On this page:
3.1 Working with Corpus Objects
current-corpus
get-instance-info-set
get-checksum-table
checksum-table/  c
corpus-get-instance-info-set
corpus-get-checksum-table
3.2 Creating Corpus Objects
corpus%
new
get-instance-info-set
get-checksum-table
empty-corpus
directory-corpus%
new
3.3 Deriving New Corpus Classes
corpus-mixin
super-docs
super-docs-evt
super-docs-evt?
corpus-mixin+  interface
define-corpus-mixin+  interface
corpus<%>
0.5.91

3 High-level Corpus Functionality🔗

The bindings documented in this section are provided by ricoeur/tei, but not by ricoeur/tei/base.

Many applications work with entire collections of TEI documents at least as often as with individual documents. This library provides corpus objects (instances of corpus% or a subclass) to bundle collections of TEI documents with related functionality. The corpus object system is also the primary hook for tools to integrate with the larger Digital Ricœur application architecture.

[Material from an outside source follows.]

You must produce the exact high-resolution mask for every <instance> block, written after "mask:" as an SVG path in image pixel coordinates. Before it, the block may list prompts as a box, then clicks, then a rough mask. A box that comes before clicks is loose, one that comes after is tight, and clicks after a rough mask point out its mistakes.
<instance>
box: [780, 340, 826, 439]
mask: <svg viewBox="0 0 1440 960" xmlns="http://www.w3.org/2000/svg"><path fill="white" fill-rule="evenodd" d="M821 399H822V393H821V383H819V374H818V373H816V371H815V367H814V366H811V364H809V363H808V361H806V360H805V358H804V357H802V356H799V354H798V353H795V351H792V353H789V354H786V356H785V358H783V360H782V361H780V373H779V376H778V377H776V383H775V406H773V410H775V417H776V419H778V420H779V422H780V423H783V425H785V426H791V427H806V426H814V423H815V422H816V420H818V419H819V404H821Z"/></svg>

3.1 Working with Corpus Objects🔗

parameter

(current-corpus)  (is-a?/c corpus%)

(current-corpus corpus)  void?
  corpus : (is-a?/c corpus%)
 = empty-corpus
Contains a corpus object for use by high-level functions like get-instance-info-set and get-checksum-table.

In practice, this parameter should usually be initialized with a directory-corpus% instance.

Returns an instance set containing an instance info value for each TEI document encapsulated by (current-corpus).

Note that the returned instance set does not contain the TEI document values with which the corpus was created. Corpus objects generally avoid retaining their encapsulated TEI document values after initialization. Currently, the result of (get-instance-info-set) always satisfies (instance-set/c plain-instance-info?), but that is not guaranteed to be true in future versions of this library.

procedure

(get-checksum-table)  checksum-table/c

value

checksum-table/c : flat-contract?

 = 
(hash/c symbol?
        symbol?
        #:immutable #t)
Returns an immutable hash table summarizing the identity of the TEI documents encapsulated by (current-corpus).

For each TEI document doc, the returned hash table will have a key of (instance-title/symbol doc) mapped to the value (tei-document-checksum doc). Thus, any two corpus objects that return equal? hash tables, even across runs of the program, are guaranteed to encapsulate the very same TEI documents.

procedure

(corpus-get-instance-info-set corpus)  (instance-set/c)

  corpus : (is-a?/c corpus%)

procedure

(corpus-get-checksum-table corpus)  checksum-table/c

  corpus : (is-a?/c corpus%)
Like get-instance-info-set and get-checksum-table, respectively, but using corpus instead of (current-corpus).

3.2 Creating Corpus Objects🔗

class

corpus% : class?

  superclass: object%

A corpus object is an instance of corpus% or of a subclass of corpus%.
For many purposes, directory-corpus% offers more convienient initialization than corpus%.
Note that creating a new instance of corpus% often involves a fair amount of overhead, so creating redundant values should be avoided. Reusing corpus objects may also improve search performance through caching, for example.

constructor

(new corpus% [[docs docs]])  (is-a?/c corpus%)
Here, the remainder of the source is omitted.